Byron / Inquisitor Jeorune
The boy's mind was seemingly starting to fracture and splinter from the days without sleep and unknown time in captivity, but at least the boy was proving easy to handle so far. He had been expecting the boy to have far more physical mood swings and paranoia, which would have created far more work on his part and slowed things down considerably. Another tiny sliver of information was given over, perhaps the most pertinent to the goal Lythia had set him to.
If she were to swear false oaths to hide in the enemy's camp, it would be all for naught if she were to be put under the Dark One's direct attentions. Surely, much as the Tower had the Oath Rod, the enemy had something similar? And there was always the risk that the Dark One could simply see through such a façade.
Inquisitor Jeorune folded his arms over his chest, staring down at the boy as he huddled and curled away from the light. "Many Darkfriends I have questioned claim to have seen that dread mountain. I doubt they were ever really there. A trick or illusion, a nightmare perhaps.”
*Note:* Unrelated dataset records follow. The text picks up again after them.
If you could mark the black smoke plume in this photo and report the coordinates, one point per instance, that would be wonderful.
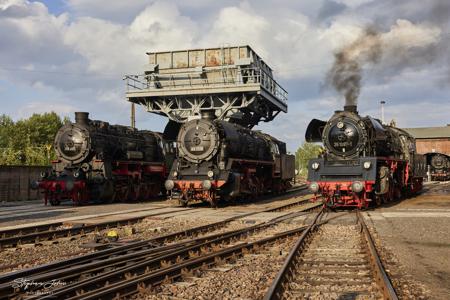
(346, 73)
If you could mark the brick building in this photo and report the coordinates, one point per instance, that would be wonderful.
(431, 139)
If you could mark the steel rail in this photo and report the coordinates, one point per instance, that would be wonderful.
(137, 246)
(278, 285)
(133, 284)
(134, 263)
(49, 235)
(281, 281)
(23, 231)
(32, 232)
(380, 274)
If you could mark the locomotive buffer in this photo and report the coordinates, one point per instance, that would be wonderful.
(234, 82)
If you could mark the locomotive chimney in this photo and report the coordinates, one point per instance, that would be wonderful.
(81, 118)
(351, 108)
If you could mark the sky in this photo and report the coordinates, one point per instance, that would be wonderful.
(71, 55)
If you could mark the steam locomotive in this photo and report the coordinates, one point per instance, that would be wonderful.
(364, 162)
(102, 162)
(439, 166)
(221, 161)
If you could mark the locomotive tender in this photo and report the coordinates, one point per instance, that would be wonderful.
(219, 160)
(102, 162)
(439, 166)
(364, 161)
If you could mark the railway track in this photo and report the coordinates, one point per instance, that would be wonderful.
(48, 232)
(333, 262)
(115, 271)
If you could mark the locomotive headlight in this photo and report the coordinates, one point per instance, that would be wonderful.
(169, 185)
(314, 187)
(34, 185)
(206, 184)
(69, 185)
(357, 186)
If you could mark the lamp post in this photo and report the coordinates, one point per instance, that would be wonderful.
(382, 110)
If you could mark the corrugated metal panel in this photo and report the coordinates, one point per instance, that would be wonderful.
(208, 57)
(15, 182)
(429, 132)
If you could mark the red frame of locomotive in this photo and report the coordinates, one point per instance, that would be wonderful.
(57, 189)
(332, 190)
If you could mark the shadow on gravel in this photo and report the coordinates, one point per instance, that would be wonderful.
(35, 216)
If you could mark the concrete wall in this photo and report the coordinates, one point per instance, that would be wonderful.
(15, 182)
(438, 145)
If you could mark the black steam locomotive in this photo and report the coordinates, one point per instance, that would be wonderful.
(439, 166)
(364, 161)
(102, 162)
(218, 160)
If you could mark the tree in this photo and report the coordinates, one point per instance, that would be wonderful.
(303, 154)
(28, 141)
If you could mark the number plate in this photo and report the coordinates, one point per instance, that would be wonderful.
(197, 149)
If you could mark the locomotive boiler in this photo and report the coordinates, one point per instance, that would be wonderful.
(219, 160)
(439, 165)
(364, 161)
(102, 162)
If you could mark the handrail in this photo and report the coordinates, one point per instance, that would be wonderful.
(239, 77)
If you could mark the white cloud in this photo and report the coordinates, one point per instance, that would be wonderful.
(46, 106)
(85, 51)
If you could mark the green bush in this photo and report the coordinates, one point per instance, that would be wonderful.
(28, 141)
He was probing; he had indeed questioned a few Darkfriends in his time; minor ones, whom had indeed sworn they had been to Shayol Ghul, but each had been so certain they had gone to sleep in their beds only to awaken there, then awaken again in their beds. So perhaps then it was some trick of the dreams, of Tel'aran'rhiod. If that were the case, then it would be that much harder for one to hide their allegiances, wouldn't it?
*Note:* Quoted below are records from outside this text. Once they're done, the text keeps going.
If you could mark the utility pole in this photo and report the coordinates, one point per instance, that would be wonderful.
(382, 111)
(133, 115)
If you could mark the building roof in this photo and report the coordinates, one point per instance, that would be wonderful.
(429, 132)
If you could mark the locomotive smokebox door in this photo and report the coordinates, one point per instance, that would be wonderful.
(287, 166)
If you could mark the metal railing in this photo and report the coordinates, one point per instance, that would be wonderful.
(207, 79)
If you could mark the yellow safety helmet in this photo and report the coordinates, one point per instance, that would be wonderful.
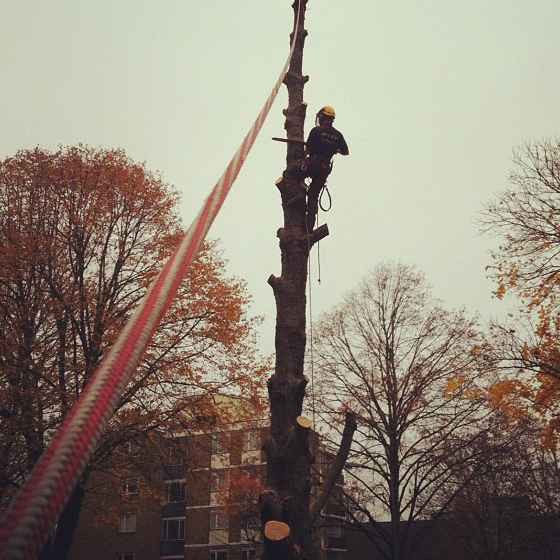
(327, 111)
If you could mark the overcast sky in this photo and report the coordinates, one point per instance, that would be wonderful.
(432, 96)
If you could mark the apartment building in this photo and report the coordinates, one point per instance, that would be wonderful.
(193, 499)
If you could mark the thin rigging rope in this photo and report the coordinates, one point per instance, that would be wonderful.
(34, 512)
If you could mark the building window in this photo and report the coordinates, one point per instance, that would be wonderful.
(219, 481)
(175, 492)
(173, 455)
(129, 485)
(248, 554)
(220, 443)
(131, 448)
(218, 554)
(127, 524)
(251, 440)
(218, 519)
(173, 530)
Byron couldn't help but wonder then, just how many of the Forsaken or their dread lords could Dreamwalk. Was it a common ability in the enemy's camp? Could they reach and influence anyone they wished? Most disturbing. But, surely if that were the case, then things would have been going much worse for the forces of the Light. So no...a rare thing, perhaps difficult to employ in such a fashion? Did proximity or personal knowledge of a person make it more powerful? Could they find the dreams of anyone in Creation, or only those they knew or had met? A whole new front to the war between Light and Dark, another front on which he was all but useless. And so, all the more reason to be of as much use as he could in what avenues he could influence.